Tuesday, November 6, 2012

Why I'm Not Voting

This is the one day of the year where people feel no shame about encroaching on strangers with personal questions laden with implicit moral judgements.  I lost count of how many times random people asked me if I'd voted yet. Equally irksome, I spent the entire day listening to trite sermonizing on the importance of voting. Of course, I never told anyone I wasn't planning to vote. That offense is ranked, I think, slightly below pedophilia, and I am not prepared to destroy my reputation.

Why does voting fill people with such a sense of pride? Why is it justified on moral terms? After all, most any close-minded ignoramus, misanthrope, or psychopath can go to a local high school gym and bubble in a scantron. Any person can vote with the most self-interested, destructive, hateful ends in mind. Following dominant logic, someone who voted for George Wallace purely on account of being racist still performed a noble deed. Why is the value of voting never questioned? Voting is a hallowed sacrament in modern societies because it serves an important ideological purpose: sustaining illusions of progress, enlightenment, self-determination, and empowerment in the midst of historically unprecedented conditions of oppression.

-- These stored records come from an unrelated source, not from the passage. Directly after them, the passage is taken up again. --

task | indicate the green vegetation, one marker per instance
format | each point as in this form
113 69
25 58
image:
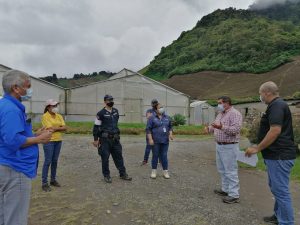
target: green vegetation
228 40
295 175
178 119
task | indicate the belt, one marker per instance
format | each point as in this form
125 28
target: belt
226 143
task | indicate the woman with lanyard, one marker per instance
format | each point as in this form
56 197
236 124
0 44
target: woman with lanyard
159 131
54 121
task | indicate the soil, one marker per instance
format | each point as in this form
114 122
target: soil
185 199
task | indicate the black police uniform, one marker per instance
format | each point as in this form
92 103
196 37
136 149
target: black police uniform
108 133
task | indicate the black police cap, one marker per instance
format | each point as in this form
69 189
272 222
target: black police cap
108 97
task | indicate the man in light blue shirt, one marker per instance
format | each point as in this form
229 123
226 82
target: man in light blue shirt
18 149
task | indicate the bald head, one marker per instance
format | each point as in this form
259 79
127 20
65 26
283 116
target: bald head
268 91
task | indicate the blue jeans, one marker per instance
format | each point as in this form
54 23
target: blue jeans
228 168
147 150
160 151
15 190
51 154
279 177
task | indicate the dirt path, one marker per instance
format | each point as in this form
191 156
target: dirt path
185 199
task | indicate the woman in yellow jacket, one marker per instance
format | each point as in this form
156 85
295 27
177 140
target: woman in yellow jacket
54 121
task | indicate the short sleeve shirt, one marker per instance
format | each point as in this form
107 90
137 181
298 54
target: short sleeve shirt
283 148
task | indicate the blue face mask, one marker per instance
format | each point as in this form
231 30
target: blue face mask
28 95
220 108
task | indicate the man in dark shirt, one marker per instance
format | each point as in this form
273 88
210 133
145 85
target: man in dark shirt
276 142
107 139
148 148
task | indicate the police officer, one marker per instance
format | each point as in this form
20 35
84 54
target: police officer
107 139
148 148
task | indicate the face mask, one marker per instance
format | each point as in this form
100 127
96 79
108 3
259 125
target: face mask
55 110
28 95
220 108
262 99
110 104
161 110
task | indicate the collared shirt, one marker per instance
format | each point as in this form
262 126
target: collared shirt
107 122
284 147
159 128
14 131
231 121
49 121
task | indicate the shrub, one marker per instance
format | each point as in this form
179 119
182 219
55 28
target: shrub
178 119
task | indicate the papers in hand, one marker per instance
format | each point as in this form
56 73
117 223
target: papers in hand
252 161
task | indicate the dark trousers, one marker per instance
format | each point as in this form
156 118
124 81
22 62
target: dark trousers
160 151
147 150
114 148
51 153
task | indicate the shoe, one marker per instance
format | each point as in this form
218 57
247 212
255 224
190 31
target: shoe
220 192
55 184
166 174
107 179
230 200
126 177
46 187
271 219
153 174
144 162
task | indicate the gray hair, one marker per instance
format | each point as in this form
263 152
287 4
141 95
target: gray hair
269 87
12 78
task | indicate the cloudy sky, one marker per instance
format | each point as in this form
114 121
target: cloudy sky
73 36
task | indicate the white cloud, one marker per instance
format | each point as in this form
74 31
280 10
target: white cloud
73 36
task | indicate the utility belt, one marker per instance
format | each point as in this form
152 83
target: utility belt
114 136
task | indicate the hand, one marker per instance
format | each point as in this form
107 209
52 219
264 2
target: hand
40 131
44 137
251 150
217 126
151 142
96 144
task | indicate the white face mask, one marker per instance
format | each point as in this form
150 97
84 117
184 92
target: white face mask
220 108
161 110
55 109
27 96
262 99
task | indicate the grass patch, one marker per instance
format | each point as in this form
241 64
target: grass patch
126 128
295 175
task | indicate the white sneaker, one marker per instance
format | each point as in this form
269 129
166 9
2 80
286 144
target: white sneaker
153 174
166 174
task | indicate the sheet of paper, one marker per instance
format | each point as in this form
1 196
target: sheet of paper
252 161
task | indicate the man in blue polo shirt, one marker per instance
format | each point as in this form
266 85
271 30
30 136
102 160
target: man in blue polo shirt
18 149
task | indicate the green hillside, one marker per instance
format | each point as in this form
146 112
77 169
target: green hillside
229 40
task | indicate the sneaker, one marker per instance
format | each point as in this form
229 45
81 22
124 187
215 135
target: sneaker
230 200
271 219
153 174
107 179
144 163
220 192
126 177
55 184
166 174
46 187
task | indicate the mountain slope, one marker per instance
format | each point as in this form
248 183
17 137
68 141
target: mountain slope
228 40
212 84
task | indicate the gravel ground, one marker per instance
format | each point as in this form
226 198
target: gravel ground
186 199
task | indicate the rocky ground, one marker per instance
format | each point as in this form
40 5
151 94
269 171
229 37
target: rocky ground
186 199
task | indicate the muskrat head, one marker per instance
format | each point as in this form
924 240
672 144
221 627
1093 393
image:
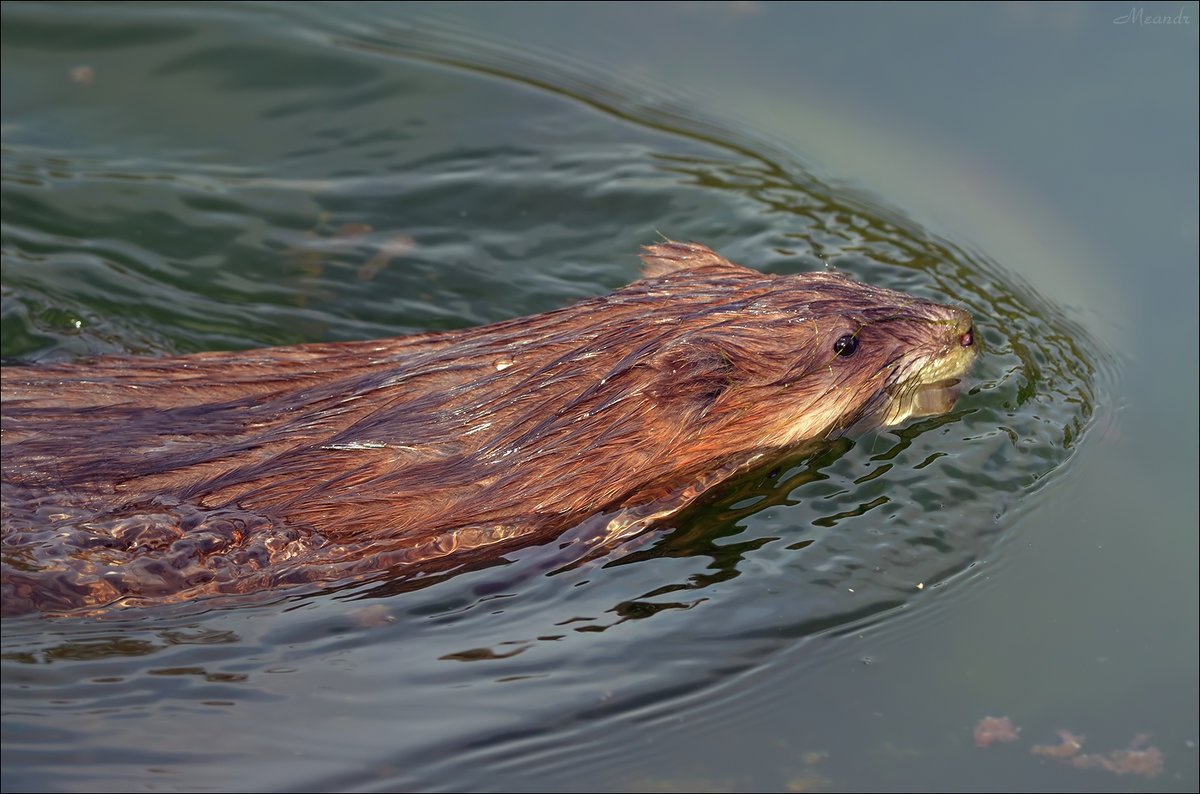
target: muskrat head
798 358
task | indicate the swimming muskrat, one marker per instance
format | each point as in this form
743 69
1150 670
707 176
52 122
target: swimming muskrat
137 481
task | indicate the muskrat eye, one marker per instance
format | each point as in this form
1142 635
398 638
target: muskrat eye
845 346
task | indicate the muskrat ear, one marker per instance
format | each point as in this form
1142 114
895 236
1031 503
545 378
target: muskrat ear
669 257
695 371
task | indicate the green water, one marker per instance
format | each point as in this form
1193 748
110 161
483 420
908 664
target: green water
193 178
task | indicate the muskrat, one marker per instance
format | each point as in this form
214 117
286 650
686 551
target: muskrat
135 480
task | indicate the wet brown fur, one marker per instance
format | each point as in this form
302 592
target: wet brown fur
161 479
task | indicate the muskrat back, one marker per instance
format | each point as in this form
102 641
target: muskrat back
131 480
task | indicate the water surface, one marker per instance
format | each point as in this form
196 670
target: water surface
197 178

The brainwashing has been quite successful, aided of course by the blunting of most people's capacities for critical thought.  Anyone who believes our education system and national media are eroding in effectiveness need to think again.  They are doing their jobs very well.

1. People either do not consider the fact that campaign rhetoric does not predict real actions, or they deem this fact to be ultimately irrelevant.

2. People do not realize that important decisions are shaped by external factors and institutional constraints, and NOT by a person occupying an office; they are ignorant of the continuity across different presidential administrations, Democrat and Republican (the Obama administration was a continuation of the Bush administration, which was a continuation of the Clinton administration, and so on.)

3. People are not phased by the limitation of having only two viable options (in most cases); the fact that these choices have been selected for them by party leaders and corporate kingmakers is of no concern; and the frustration they feel that these options do not reflect their own interests and desires does not give people pause.

Let me emphasize this point. Voting is a selection between two corporate-sponsored options that will both serve the same corporate-driven interests. Voting allows people to participate in their own oppression. What shelters this reality from popular recognition is the spectacle of political campaigns.

Campaigns serve two key functions:

1. They camouflage reality (i.e. the fact that the candidates are not fundamentally different) in order to persuade people that they have a "voice" (whatever that means...). Campaigns create the illusion of variety and choice.

2. They set the terms of public discourse. The hegemony of modern thought is constituted by a complex of ideologies and discourses that is structured around two oppositional nodes.  Campaign rhetoric is critical to the process of redefining the bounds of modern discourse and reorienting the nodes to suit changing circumstances. In essence, the debates, stump speeches, and ads serve to determine what sorts of things the public thinks and how they talk about it, and equally important, what they cannot think and say. The heart of public discourse, the structured opposition, is created by distorting the significance of small details, thereby allowing many significant matters of foundational importance to fly under the radar as "givens" and thus effectively block them from reaching the level of conscious reflection. The domain of popular consciousness is entirely saturated with inane, trivial details. As a result, most people are not able to think critically about social reality. The liberal/conservative dichotomy actually curtails freedom of thought more than it represents any real flowering of opinions.

Real change goes beyond the political process. It radically transforms all institutions, economic, political and social. I'm not going to thank the people who voted today. I thank all the people who refuse to accept the "options" that are given to them, who take the time to think past the sound bites with which they are saturated, and who will not compromise what they know is right.